Reinstatement After Termination

 

     An employee who has been terminated pursuant to Section 71 may apply to the Civil Service Department for reinstatement if the disability ceases, but must do so within one year from the end of the disability. Upon application for reinstatement, a statement of the duties of the employee’s former position must be served upon the former employee, together with notice of the date, time and place of the medical examination. After the examination, the former employee must be notified in writing of the findings of the physician by certified mail to his or her home. If the employee is found fit to return to perform the duties of his or her former position, the employee must be reinstated to his or her former position if vacant, or be placed on a preferred list.

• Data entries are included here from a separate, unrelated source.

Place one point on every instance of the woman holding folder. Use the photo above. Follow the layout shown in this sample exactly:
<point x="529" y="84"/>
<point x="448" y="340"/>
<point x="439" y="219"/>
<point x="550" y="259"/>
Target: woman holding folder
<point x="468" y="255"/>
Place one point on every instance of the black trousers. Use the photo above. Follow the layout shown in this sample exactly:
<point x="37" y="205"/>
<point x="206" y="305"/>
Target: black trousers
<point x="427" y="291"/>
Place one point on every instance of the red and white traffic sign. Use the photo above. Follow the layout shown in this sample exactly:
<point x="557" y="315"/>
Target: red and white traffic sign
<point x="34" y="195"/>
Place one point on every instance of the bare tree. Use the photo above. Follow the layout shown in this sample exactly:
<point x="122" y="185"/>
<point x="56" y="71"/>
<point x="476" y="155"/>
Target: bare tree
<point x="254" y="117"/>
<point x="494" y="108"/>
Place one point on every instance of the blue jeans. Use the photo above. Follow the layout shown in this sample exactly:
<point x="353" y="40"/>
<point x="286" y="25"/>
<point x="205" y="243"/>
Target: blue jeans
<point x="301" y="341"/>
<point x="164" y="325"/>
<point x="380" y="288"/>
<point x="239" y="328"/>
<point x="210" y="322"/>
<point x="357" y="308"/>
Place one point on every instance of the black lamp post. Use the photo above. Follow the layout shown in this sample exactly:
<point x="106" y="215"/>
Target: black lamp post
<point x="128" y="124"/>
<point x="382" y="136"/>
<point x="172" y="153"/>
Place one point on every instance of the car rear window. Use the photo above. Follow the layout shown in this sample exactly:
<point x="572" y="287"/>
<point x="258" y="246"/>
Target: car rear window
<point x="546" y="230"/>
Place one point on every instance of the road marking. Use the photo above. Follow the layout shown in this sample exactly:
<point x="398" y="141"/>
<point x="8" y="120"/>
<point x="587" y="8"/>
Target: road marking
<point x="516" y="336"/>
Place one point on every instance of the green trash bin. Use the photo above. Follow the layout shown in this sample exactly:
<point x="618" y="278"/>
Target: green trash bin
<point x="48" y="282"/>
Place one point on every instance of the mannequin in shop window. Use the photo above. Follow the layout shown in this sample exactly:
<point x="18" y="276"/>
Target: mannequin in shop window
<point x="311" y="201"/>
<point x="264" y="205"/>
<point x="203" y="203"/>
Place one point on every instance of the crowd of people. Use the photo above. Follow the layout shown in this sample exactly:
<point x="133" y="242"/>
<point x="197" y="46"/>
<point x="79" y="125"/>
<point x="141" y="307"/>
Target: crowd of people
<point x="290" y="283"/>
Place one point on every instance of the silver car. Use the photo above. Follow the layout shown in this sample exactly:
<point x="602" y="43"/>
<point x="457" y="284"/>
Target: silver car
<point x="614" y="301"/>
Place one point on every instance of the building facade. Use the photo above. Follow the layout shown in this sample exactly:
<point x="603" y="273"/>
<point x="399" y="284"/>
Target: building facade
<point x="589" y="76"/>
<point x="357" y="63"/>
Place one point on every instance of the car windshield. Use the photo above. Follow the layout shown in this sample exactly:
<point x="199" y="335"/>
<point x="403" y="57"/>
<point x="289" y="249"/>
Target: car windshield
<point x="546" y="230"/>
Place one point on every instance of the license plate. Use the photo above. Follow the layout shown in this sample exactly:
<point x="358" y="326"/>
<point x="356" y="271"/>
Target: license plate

    If the former employee is found not fit to perform the duties of the position, he or she may apply to the President of the Civil Service Commission in writing for a hearing on the issue of fitness. The application for a hearing must be submitted within ten working days of service of the notice of an adverse medical finding or, to be on the safe side, ten days from the date of the letter itself. A hearing will be conducted during which the parties can present oral and written evidence. The hearing officer then submits a recommendation to the President of the Civil Service Commission, who will then issue written findings of fact and a determination either directing or denying the reinstatement. An employee may appeal such a determination to the Civil Service Commission in writing within 30 days of the service of the determination denying reinstatement or, to be on the safe side, within 30 days of the date of the determination itself. The appeal, however, may only be made on the basis of manifest error and is limited to the written record. The decision of the Civil Service Commission is final and subject to judicial review via Article 78 of the Civil Practice Law and Rules.

 

Conclusion

 

     Occupationally injured workers have significant legal protections under CSL § 71 and Section 5.9 of Civil Service regulations. No employee can be refused reinstatement from leave or terminated without notice and an opportunity to dispute the allegation that he or she is still unable to work. These rights are in large part the result of PEF’s efforts, and PEF Field Representatives and attorneys are available to advise and represent members on all aspects of Civil Service Law § 71.